Nous nous sommes retrouvées à Cabourg, dans le « Grand Hôtel », cher à Marcel Proust, le 19 septembre 2010. Une journée mémorable, une Journée du Patrimoine, je me souviens. Je me souviens aussi lui avoir dit, dans notre chambre, qu’elle me baisait mieux que mon mari. Une autre fois, le jour où nous sommes allées visiter le musée de Martainville, après que nous ayons fait l’amour sous un second pommier, elle m’a avoué qu’elle me trompait avec Amélie et Chloé, et qu’elle parlait de moi dans un blog. Ça m’a fait un terrible choc, mais je ne sais pourquoi, je ne lui en ai pas voulu. Je l’ai même aimée davantage pour sa franchise. Je la voyais vraiment en barbare, en pirate, se lançant à l’abordage, les armes à la main. Ses armes, c’était sa plume, sa gentillesse, sa séduction, ses jolis et gros nichons et son merveilleux petit cul. Puis, elle m’a encore écrit combien je lui manquais, et combien elle ne pouvait se défaire d’Amélie et de Chloé qu’elle voulait me faire aimer toutes les deux.

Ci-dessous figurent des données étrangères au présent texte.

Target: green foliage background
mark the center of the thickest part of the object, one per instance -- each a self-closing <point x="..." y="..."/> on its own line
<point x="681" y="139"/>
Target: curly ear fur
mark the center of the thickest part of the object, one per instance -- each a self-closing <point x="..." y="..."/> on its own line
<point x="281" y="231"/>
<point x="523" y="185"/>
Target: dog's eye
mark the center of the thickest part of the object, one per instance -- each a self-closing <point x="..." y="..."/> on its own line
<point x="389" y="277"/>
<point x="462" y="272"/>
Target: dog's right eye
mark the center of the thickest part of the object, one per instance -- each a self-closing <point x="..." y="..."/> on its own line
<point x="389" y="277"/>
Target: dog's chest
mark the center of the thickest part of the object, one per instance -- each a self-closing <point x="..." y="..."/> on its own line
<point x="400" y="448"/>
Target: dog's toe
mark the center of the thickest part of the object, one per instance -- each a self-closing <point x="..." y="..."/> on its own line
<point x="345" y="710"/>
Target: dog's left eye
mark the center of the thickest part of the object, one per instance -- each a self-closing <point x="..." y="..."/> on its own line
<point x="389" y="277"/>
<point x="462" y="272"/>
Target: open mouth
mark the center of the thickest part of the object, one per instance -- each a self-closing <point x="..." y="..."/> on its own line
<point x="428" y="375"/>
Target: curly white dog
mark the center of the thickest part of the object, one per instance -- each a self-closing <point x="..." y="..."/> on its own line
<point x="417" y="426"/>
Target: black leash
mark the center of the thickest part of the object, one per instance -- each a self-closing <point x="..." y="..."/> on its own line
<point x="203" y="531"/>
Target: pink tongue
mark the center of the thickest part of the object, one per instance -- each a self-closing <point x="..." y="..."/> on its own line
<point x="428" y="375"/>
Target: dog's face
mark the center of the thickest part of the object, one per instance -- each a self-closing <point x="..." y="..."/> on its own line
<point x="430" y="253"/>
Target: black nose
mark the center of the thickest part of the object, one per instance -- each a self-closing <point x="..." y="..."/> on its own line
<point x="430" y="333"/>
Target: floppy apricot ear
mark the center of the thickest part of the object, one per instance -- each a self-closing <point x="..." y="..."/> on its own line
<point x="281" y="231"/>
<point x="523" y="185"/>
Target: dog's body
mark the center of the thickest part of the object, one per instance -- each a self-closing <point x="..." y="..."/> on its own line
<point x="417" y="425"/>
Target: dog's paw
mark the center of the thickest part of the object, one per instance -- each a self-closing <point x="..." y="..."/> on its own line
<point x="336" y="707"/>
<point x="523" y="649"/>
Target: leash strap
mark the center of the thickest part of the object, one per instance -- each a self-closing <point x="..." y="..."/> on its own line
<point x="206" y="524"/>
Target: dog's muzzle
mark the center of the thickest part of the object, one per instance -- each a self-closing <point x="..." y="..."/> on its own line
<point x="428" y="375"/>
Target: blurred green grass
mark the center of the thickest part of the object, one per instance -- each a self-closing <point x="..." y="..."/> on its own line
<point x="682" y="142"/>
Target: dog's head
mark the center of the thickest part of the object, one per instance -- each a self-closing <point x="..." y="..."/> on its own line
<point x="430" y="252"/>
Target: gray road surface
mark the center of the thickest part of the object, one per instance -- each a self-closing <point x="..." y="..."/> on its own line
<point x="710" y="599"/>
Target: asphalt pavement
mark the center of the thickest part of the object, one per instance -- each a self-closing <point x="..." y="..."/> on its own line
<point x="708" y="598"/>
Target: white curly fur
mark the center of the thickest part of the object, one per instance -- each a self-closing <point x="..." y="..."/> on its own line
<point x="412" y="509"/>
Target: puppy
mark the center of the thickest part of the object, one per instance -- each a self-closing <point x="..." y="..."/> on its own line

Je me souviens aussi de ces deux jours et de cette nuit dans cette merveilleuse maison ancienne de Saint jean d’Assé. J’ai aimé les lettres d’amour enflammées qu’elle m’envoyait et publiait par la suite dans son blog. J’étais partagée entre le désir de maintenir ma relation avec mon mari et mes enfants, et celle de poursuivre cette folle liaison sauvage et dangereuse avec elle, d’autant plus qu’elle projetait de me faire connaître une baise au carré avec Amélie, Chloé et elle. Baiser à quatre filles me fascinait. Je me sentais salope, prête à lâcher ma petite vie de femme rangée, pour une existence déréglée, merveilleuse, hors du commun. Je me sentais ivre. Je me sentais folle.

Je me souviens aussi des débuts d’Ophélie à son agence et de ses aventures avec Marlène et Marceline. Elle était très impressionnée par sa collègue Marlène, une très jolie femme qui, rapidement l’a draguée, et puis s’est mise à la snober « un peu beaucoup ». L’autre, Marceline, plus sentimentale, lui faisait un gringue d’enfer, mais c’est l’inaccessible Marlène qu’elle désirait et voulait. À toutes les deux, Ophélie faisait croire qu’elle n’était qu’une gouine béotienne. Elle s’amusait beaucoup de ce petit jeu.

Et puis, en mars 2011, il y eut l’arrivée de Rose, un squelette qu’elle a trouvé dans une poubelle de la rue Kéréon, à Quimper, et avec laquelle elle s’est mise en couple, sans fol amour, sans délire, devenant vite complices et complémentaires. Rose est une chic fille, une ancienne délinquante assez rebelle, que j’aime beaucoup. C’est elle qui a initié Ophélie au bdsm. Ophélie était le chef de notre petite tribu de tribades, mais je crois bien qu’à la fin, par certains côtés, elle craignait Rose…

Et puis, fin mars, il y eut notre voyage à Rome. C’est moi qui en pris l’initiative et qui l’invitai. Ophélie était aux anges. C’est là qu’elle a commencé à vraiment croire en nous deux, à notre futur. Moi, il me semble que j’avais basculé. Je savais que j’allais désormais faire ma vie avec elle.